Virgin’s latest loss only underscores the obvious reality that, whatever its merits as an airline, Virgin is – and has been for years - a very poor business.
At a statutory level the loss of $315.4 million means it has lost almost $1 billion in the past two years and well over $2 billion since its "re-invention" as a Qantas challenger under former long-serving CEO John Borghetti.
Even at an underlying pre-tax level it lost $71.2 million, admittedly buffeted by soaring fuel costs and a plunge in the Australia dollar whose impact was magnified by Virgin’s large exposure to US dollar-denominated debt. That was after posting an underlying profit of $112.3 million profit in the far more favourable first-half environment.

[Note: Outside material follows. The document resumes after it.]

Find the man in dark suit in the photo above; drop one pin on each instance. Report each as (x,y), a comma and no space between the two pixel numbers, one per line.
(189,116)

The key flaw in the Virgin business model after it abandoned its value-based positioning under when Borghetti to pursue a more up-market strategy and compete more directly with Qantas was a dramatic increase in its cost base without a commensurate increase in earnings.
Borghetti relinquished Virgin’s critical competitive advantage over Qantas and Jetstar, the low costs that had enabled it to generate more than $1 billion of profits over the previous decade, by gold-plating the business in an attempt to attract full-fare business customers. That strategy was, given the impact on costs and capital intensity, unsuccessful.
The Virgin result under Scurrah represents his first cut at that $6 billion cost base.
There’ll need to be more if Virgin is to become a group capable of generating respectable and sustainable profits on its now much-diminished $600 million equity base, let alone provide the five strategic shareholders that have pumped in about $1.5 billion of new equity into Virgin in recent years with an acceptable return on their investments.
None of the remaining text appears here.